# Askeria 11/14 HC sucht für 25er - 3 Raidtage!



## Sailiel (15. November 2013)

Askeria ist eine 25er Raidgilde die seit August 2006 auf dem PVE Server Sen'jin besteht. 
Hervorgegangen aus Fusionen verschiedener Top-Gilden zu Classic-Zeiten, waren wir seither stets eine 
der besten Gilden auf dem Server.

In den folgenden Add-Ons konnten wir Platz 2 und 3 auf dem Server behaupten.
Unser Anspruch ist es, mit nur 3 Raidtagen das maximum an Progress zu erreichen, und genau dazu 
suchen wir noch motivierte und fähige Spieler, um dies weiterhin im 25er umsetzten zu können.


RAIDSTATUS (im 25er) :
- 11/14 HC SoO
- 11/13 HC TdD
- 6/6 HC Mogu'shan
- 2/6 HC Herz der Angst
- 1/4 HC Terasse des Endlosen Frühlings

*Wir suchen:
1 Tank: Klasse egal (HC taugliches Gear) Zuverlässigkeit > all
2 Heiler: Monk, Schami
2 Melee: Katze, Schurke
2-3 Ranged: Eule, Ele, Hexer*

Raidzeiten:
Mittwoch: 19.15 - 23.00 Uhr
Donnerstag: 19.15-23.00 Uhr
Sonntag: 18.15 - 23.00 Uhr

Sollten im 25er Content noch Bosse in einer ID stehen, werden diese im 10/25er ausserhalb der 
Raidzeiten auf freiwilliger Basis noch gelegt.
Weiterhin gibt es eine aktive Twink-Raidgruppe.

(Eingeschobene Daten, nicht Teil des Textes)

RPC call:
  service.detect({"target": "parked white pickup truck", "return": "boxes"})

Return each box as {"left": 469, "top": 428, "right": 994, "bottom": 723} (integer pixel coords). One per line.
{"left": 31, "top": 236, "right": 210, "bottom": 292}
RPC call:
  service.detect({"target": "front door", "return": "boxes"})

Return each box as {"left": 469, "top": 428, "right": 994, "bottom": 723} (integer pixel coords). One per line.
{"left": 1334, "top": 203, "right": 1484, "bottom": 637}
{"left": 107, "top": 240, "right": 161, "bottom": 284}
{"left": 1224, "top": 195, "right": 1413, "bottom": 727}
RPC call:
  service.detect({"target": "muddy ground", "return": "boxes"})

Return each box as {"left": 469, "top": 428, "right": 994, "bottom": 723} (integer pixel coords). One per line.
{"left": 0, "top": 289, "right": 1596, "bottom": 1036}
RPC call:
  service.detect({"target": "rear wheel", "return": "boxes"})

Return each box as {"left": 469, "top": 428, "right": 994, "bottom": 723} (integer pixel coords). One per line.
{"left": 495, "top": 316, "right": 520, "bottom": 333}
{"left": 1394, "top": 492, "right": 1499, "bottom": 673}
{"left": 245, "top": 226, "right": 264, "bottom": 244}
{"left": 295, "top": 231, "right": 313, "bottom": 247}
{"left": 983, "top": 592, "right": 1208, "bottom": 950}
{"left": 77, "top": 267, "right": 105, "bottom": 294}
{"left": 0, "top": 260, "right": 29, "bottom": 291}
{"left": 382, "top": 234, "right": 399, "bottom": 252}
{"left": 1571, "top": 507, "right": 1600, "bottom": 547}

Was ihr mitbringen solltet:
- ZUVERLÄSSIGKEIT!- Spaß und hohe Motivation am Spiel
- längere Erfahrung mit der Klasse
- Befähigung für euren second Spec sehr vorteilhaft
- eigenständiges Denken, informieren bzgl. Encountern
- optimale Verzauberungen und Sockel
- aktive Raidbeteiligung (min. 85% ) wenn ihr nur 2/3 Tagen könnt meldet euch bitte nicht!
- selbstständige Vorbereitung für Raid´s (Flask´s, Buff-Food)
- funktionierende Internetverbindung
- funktionierender PC- funktionnierendes Headset mit Micro / TS3

Wenn ihr euch hier wiederfindet und Lust auf zielorientiertes Raiden mit erwachsenen und 
sympathischen Spielern habt, bewerbt euch unter:

http://www.askeria-senjin.de
oder per /w an:
Tanks > Vittorio#2926
Heiler > Tanusha#2624
Ranged > Mutaba#2148 oder Eckes#2538  
Melees > Captnfuture#2953


----------



## Sailiel (20. November 2013)

Update 

8/14 hc


----------



## Sailiel (30. November 2013)

Update 

9/14 hc


----------



## Sailiel (5. Dezember 2013)

suche noch aktuell


----------



## Sailiel (19. Dezember 2013)

10/14


----------



## Sailiel (7. Januar 2014)

update nach den feiertagen


----------



## Sailiel (21. Januar 2014)

update 11/14


----------



## Sailiel (27. Januar 2014)

Update 

*Wir suchen:
- Tank: ---
2 Heiler: Monk, Schami
2 Melee: Katze, Schurke
2-3 Ranged: Eule, Ele, Hexer*


----------



## Sailiel (30. Januar 2014)

nochmal update 

*Wir suchen:
1 Tank: Klasse egal (HC taugliches Gear) Zuverlässigkeit > all
2 Heiler: Monk, Schami
2 Melee: Katze, Schurke
2-3 Ranged: Eule, Ele, Hexer*


----------